Lisbon (or Lisboa) has been one of my favorite stops so far on this trip. The town is similar to San Francisco, in that it is very hilly and has trolley cars as a means of public transportation. There is also a bridge that looks identical to the Golden Gate Bridge which connects the main city of Lisbon to some of the outskirts.
Once again, we found that in order to stay on budget, grocery shopping is the way to go. This was great because one night we were able to make a delicious shrimp pasta & salad at home, and then take some beer outside and play cards (because once again public drinking is legal and we love that!).
The second day we were in Lisbon, we decided that we desperately needed some beach time, and because it was so ungodly hot, we took the thirty minute train North to Cascais, Portugal.
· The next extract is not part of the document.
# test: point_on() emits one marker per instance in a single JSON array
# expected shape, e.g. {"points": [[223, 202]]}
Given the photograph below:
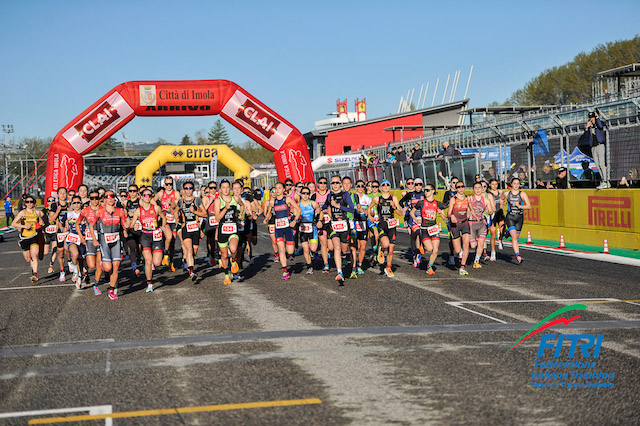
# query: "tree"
{"points": [[186, 140], [218, 134]]}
The beaches are gorgeous there and well worth the day trip from the city. (Full beach reviews from Spain/Portugal beaches coming soon!)
Wanting some local flavor, the second night we dined at Santos de Lapa, which is owned and operated by a husband and wife. The food is served tapas style, and we thoroughly enjoyed everything that we ate. And for 28 euro total, we left the restaurant very satisfied. (Disclaimer, I totally forgot to take pictures of the food because we were starving, but I promise to get better about that!)
Another fun thing to do in Lisbon, is to visit the TimeOut food market. There, you can find hundreds of different food options, both local and international in flavor. My recommendation? Go hungry! Everything looked so good and prices are very reasonable. We were craving Asian food, so we opted for the chow mein, which was delicious.
Because we were such bad tourists in Madrid, and felt like we legitimately learned NOTHING about the city and it’s history, we committed to being better in Lisbon. Similar to other cities, walking tours in Lisbon are the best way to tour and learn some interesting facts. So, the last day we were in Lisbon, we signed up for a walking tour that started at 11am. By the time we got to the meeting point for the start of the tour (0.7 miles from our Airbnb), we were DRENCHED in sweat. Once we heard that the tour lasted three hours, AND it was during peak daytime temperatures, we opted for an iced coffee and some aimless, at-our-own-pace, wandering around instead. Although we didn’t learn much, we got some great views of the city and even took the ferry across the river to grab some lunch and explore the less touristy side of Lisbon.
All-in-all, I would say it was a successful three days in a beautiful city.